I was wondering if there is a specification that defines the correct behavior in this case? Are there good reasons why the request can't be processed by Chrome and Firefox? Also, it seems strange that they don't provide proper feedback.

I think for most cases a download for failing requests makes no sense, but for some cases it would be helpful. One good example where downloading a file even in the error case would be if there is a client that only communicates with the server using some 3rd party format. The client would have to download a generated file for the request. In the case of an error, the client should download a file containing the error description.

For example the RFC7231 states

Response messages with an error status code usually contain a payload that represents the error condition, such that it describes the error state and what next steps are suggested for resolving it.

---

The 4xx (Client Error) class of status code indicates that the client seems to have erred. Except when responding to a HEAD request, the server SHOULD send a representation containing an explanation of the error situation, and whether it is a temporary or permanent condition. These status codes are applicable to any request method. User agents SHOULD display any included representation to the user.

This doesn't forbid downloading in the case of an error.

---

Edit because of the first answer:

I don't think that this behavior is user friendly and I don't think that user friendliness is really the reason behind this. For example it would make way more sense to show the error code and error message (provided in the header) to the user. Or least indicate the error with an error message like "cannot download the file, because the server responded with an error". There might be servers that can only respond with XML or any other random file format.

What bugs me the most is that both browsers respond with different but arbitrary errors that don't hint any information about the underlying issue.
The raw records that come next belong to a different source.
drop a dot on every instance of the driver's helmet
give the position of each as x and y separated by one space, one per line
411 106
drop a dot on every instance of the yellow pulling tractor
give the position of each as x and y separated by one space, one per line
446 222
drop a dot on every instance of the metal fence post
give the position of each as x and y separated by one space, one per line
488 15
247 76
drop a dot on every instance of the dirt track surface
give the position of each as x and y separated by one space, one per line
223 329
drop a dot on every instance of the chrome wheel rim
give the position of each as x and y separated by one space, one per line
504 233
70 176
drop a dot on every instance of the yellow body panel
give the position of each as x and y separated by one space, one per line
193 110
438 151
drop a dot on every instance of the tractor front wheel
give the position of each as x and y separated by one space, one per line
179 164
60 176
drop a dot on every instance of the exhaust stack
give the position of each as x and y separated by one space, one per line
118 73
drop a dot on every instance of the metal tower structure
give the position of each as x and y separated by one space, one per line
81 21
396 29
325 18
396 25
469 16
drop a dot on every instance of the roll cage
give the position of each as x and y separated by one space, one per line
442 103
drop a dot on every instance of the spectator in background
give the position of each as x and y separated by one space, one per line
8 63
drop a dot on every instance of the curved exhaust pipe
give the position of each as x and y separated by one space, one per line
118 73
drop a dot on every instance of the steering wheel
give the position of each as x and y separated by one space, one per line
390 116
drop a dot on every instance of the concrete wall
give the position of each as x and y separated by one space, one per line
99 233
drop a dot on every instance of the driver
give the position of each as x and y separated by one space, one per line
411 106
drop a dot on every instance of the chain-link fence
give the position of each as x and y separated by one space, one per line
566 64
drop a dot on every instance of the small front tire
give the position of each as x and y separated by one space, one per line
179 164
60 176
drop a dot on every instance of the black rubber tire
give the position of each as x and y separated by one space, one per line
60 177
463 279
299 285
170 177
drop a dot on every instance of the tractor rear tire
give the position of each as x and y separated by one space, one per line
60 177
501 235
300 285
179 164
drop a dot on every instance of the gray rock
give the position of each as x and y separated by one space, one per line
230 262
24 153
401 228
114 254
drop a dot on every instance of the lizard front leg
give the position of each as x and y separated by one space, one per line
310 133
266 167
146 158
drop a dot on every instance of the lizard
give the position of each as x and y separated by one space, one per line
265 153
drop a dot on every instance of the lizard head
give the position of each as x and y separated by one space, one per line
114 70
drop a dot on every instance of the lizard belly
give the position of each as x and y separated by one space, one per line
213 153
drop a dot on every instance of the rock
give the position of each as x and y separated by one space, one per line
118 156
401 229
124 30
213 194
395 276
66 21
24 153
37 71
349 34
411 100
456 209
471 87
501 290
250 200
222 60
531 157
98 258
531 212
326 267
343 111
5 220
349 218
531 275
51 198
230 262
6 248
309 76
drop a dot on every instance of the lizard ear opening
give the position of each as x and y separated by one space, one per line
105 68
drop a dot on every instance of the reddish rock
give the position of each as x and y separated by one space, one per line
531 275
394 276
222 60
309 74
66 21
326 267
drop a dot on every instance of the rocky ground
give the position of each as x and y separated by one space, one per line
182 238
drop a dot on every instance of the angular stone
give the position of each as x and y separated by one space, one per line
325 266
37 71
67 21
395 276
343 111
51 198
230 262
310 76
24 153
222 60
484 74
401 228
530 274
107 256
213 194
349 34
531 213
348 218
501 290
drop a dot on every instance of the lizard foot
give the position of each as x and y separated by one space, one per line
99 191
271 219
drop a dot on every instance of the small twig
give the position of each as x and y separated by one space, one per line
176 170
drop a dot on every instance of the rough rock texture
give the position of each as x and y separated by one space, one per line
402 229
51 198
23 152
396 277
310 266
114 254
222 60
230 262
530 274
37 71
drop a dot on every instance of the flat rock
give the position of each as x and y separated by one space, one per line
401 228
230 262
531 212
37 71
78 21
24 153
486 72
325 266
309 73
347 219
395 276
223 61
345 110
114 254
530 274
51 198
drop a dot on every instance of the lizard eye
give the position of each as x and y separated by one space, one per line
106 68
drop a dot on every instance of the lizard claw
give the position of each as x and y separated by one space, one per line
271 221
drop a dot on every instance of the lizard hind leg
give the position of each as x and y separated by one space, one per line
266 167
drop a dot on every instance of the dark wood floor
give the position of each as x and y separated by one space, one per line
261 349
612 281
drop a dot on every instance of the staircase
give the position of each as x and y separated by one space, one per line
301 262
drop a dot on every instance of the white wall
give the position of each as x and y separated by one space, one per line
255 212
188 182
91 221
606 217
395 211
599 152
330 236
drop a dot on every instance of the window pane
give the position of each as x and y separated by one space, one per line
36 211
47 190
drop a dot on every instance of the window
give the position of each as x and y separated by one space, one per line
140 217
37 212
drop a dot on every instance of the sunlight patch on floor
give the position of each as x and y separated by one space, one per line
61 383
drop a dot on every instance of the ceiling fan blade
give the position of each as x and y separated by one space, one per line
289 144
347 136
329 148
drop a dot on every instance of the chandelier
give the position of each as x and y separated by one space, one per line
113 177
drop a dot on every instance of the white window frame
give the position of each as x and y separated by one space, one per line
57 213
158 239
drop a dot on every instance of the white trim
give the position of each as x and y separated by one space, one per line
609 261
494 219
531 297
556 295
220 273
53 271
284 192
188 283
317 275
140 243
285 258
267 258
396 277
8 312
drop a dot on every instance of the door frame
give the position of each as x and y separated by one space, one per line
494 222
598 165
It might be that this is an undocumented edge case and both Chrome and Firefox just fall back to a default error, but this seems unlikely, especially because this is an edge case that has a special flag in wget.

4XX: Why would you assume a file download if your client did something wrong?
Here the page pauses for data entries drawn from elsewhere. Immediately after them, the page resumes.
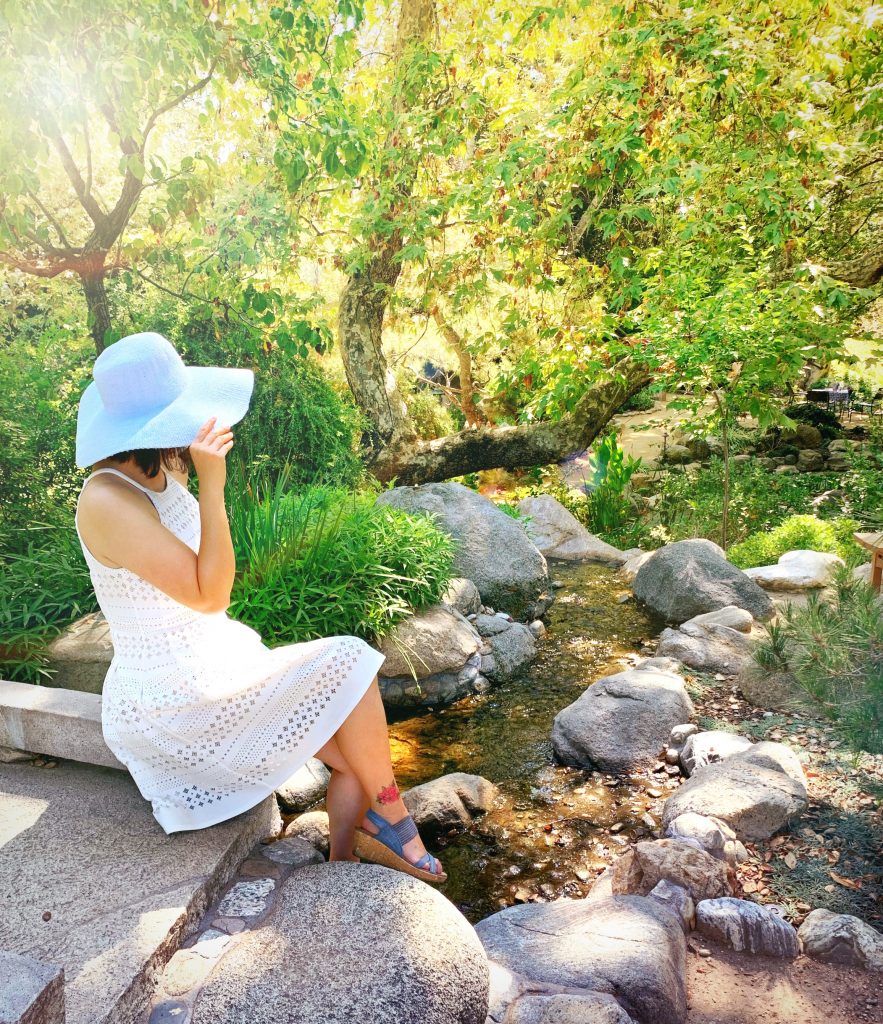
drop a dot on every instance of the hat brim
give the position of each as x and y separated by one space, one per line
210 391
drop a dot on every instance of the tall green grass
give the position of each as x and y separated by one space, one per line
324 561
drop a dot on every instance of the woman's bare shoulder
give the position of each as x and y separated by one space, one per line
109 495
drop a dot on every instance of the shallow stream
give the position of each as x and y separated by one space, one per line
554 827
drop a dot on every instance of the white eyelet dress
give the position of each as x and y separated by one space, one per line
207 719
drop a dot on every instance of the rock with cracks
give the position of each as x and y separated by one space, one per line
841 939
640 868
492 549
621 722
750 792
450 802
689 578
746 927
797 570
627 946
351 942
559 535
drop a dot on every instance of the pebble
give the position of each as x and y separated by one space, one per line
247 899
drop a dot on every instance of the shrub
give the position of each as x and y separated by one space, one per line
835 652
43 588
797 532
326 562
820 417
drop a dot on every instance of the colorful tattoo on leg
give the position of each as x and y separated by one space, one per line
388 795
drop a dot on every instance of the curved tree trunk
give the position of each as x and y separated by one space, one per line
391 446
511 448
99 309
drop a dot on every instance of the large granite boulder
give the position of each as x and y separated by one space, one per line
841 939
451 801
689 578
431 656
351 942
797 570
746 926
710 645
642 866
462 595
630 947
622 722
493 549
750 792
559 535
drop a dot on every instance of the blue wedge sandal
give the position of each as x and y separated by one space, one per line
387 848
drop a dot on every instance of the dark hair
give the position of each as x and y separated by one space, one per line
150 460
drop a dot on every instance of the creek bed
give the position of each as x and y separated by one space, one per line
554 827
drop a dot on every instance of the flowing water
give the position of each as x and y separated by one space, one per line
554 827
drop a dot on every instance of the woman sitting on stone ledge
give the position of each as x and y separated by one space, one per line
207 719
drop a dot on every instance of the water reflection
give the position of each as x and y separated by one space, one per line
555 827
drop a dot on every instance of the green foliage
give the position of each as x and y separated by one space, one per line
798 532
835 652
297 422
689 504
43 588
608 506
324 561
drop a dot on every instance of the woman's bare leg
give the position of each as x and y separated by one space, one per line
345 800
364 741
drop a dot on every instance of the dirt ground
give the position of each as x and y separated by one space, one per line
739 988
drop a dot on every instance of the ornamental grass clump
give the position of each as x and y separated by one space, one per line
798 532
834 650
324 561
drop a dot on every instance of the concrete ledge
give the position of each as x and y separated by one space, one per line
92 883
56 722
31 992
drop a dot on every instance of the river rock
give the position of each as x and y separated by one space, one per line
633 563
677 899
564 1008
351 942
512 648
462 595
641 867
628 946
749 792
559 535
705 748
712 834
688 578
621 722
304 787
797 570
450 802
312 827
708 646
746 927
841 939
493 549
431 641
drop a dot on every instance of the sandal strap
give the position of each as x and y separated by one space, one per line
406 829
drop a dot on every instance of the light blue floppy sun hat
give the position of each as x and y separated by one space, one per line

If we assume that an API has an endpoint that replies with a certain file format, it is fair to assume that also the error message including a hint what the client did wrong is provided in that format. So the file can help to fix the client error.

Answer 1

I'm not aware of any specification for that topic. The behavior should be as user friendly as possible.

4XX: Why would you assume a file download if your client did something wrong? Furthermore, the client software could not differ between the case of wrong usage(e.g. invalid url) and handling a file download.
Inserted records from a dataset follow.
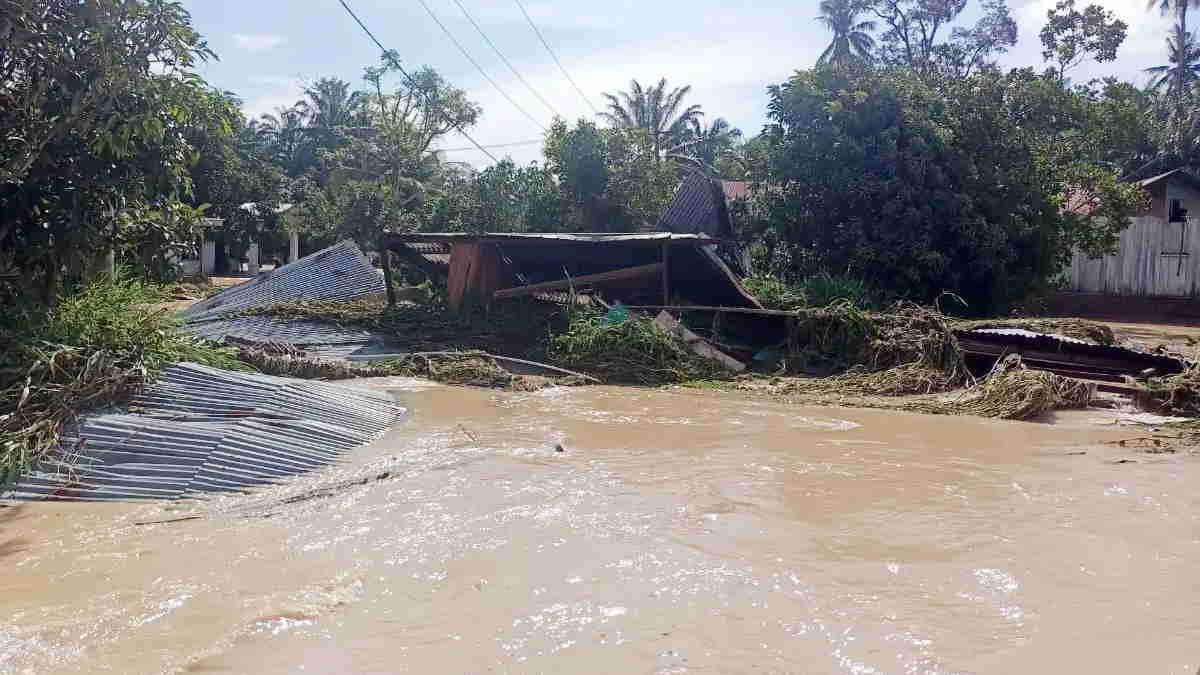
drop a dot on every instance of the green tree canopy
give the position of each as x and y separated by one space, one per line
921 189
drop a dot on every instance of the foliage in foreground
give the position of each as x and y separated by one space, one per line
91 351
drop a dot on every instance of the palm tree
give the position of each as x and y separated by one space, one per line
1181 10
329 103
851 40
655 111
1183 65
283 132
706 144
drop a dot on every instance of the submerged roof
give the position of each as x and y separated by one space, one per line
337 273
207 430
534 238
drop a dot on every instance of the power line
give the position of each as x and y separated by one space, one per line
514 144
413 83
495 48
480 69
552 55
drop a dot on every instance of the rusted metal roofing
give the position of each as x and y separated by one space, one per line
274 329
543 238
207 430
337 273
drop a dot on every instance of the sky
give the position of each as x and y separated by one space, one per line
729 51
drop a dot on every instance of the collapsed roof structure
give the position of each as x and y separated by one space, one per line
203 430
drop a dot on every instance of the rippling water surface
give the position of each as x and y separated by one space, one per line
678 532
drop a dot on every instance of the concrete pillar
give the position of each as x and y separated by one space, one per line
208 257
252 256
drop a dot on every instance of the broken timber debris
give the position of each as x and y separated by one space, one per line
697 344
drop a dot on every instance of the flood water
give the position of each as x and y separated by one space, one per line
678 532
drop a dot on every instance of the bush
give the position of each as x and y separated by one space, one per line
93 350
775 293
817 291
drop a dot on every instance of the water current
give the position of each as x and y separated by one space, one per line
676 531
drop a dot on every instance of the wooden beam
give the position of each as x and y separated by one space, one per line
666 273
549 286
385 260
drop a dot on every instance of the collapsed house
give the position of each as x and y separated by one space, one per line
634 268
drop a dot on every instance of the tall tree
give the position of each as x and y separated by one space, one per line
659 112
958 184
851 37
283 135
329 103
707 144
922 35
1071 36
610 178
96 103
1182 69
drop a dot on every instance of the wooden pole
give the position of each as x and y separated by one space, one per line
385 261
666 272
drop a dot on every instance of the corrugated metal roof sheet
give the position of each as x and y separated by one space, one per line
202 429
273 329
339 273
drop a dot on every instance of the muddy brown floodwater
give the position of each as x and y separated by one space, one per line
678 532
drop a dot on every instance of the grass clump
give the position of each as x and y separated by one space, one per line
864 346
1015 392
95 348
635 351
817 291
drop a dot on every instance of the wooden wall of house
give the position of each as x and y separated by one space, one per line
1155 258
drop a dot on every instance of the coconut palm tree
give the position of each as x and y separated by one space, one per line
1183 65
654 109
851 37
285 135
708 143
329 103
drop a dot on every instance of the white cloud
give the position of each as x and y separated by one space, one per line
258 42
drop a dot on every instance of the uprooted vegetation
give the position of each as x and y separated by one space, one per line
633 351
905 358
469 368
94 350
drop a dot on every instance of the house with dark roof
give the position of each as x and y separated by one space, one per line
1158 255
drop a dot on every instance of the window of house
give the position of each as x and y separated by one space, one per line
1175 213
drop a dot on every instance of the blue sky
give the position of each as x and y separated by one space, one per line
729 51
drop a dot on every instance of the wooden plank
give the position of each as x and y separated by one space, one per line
666 273
591 279
463 258
697 344
385 260
712 309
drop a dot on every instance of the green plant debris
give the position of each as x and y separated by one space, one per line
635 351
844 339
91 351
1015 392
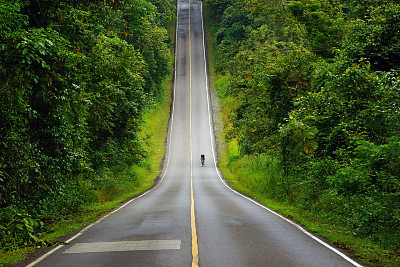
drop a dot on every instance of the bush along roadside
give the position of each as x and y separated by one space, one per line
80 83
311 115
5xx: As you stated most api provide error information, but you could also not differ the case of downloading and for example an internal error providing the file.

You can use such behavior with wget and curl as you mentioned, but its not user friendly nor practical for using such an API programmatically.

The above info in mind, Chrome and firefox just try to be user friendly.

I hope I could somehow answer your question or challenge the idea behind it. :)

Answer 2

Looking at chromium handle download and not 2xx we see:

  // The response code indicates that this is an error page, but we don't
  // know how to display the content.  We follow Firefox here and show our
  // own error page instead of intercepting the request as a stream or a
  // download.

So Chrome followed Firefox, and both are entirely consistent with the RFCs, the browser knows this payload is unidentified data relating to an error condition, so saving it as the file in question is not an option. Since it is being downloaded, presumably the browser can't display the payload, but in either case has been instructed not to, so displaying it in the error context is not a safe option. Since it is an error there is also a high likelihood that the sender has combined a partial response with an error code meaning that the payload contents may be an incomplete or corrupt representation of data from a 2xx response/etc.

If you look back at wget, --content-on-error is a specific option because it is the wrong thing to do as a general browser. A client side that works with the payload type could examine the errors when it is directly interacting with a server and wget is only providing options to help you debug such an interaction. A normal browser has less features to help emulate other clients for debugging than a text CLI, since a text CLI exists primarily to emulate some other client while debugging.

Answer 3

I was wondering if there is a specification that defines the correct behavior in this case? Are there good reasons why the request can't be processed by Chrome and Firefox? Also, it seems strange that they don't provide proper feedback.

There is no such specification for this, but the chromium project member finds this as a trivial issue and unlikely to be fixed in near future. Instead of they fixing in the chromium they suggest that it should be fixed on the server by sending proper HTTP status.

Response from Chromium Project Member: "This issue has been Available for over a year. If it's no longer important or seems unlikely to be fixed, please consider closing it out. If it is important, please re-triage the issue."

Sorry for the inconvenience if the bug really should have been left as Available.

You can check more details here Issue 479265

What's happening beneath the surface?

I further checked the source code of the chromium to find what actually happening and found that for any non 200 status for downloads, they are simply throwing ERR_INVALID_RESPONSE (Invalid Server Response) error.

To cut a long story short, you have to live with this behaviour of the browser, it is not going to be improved.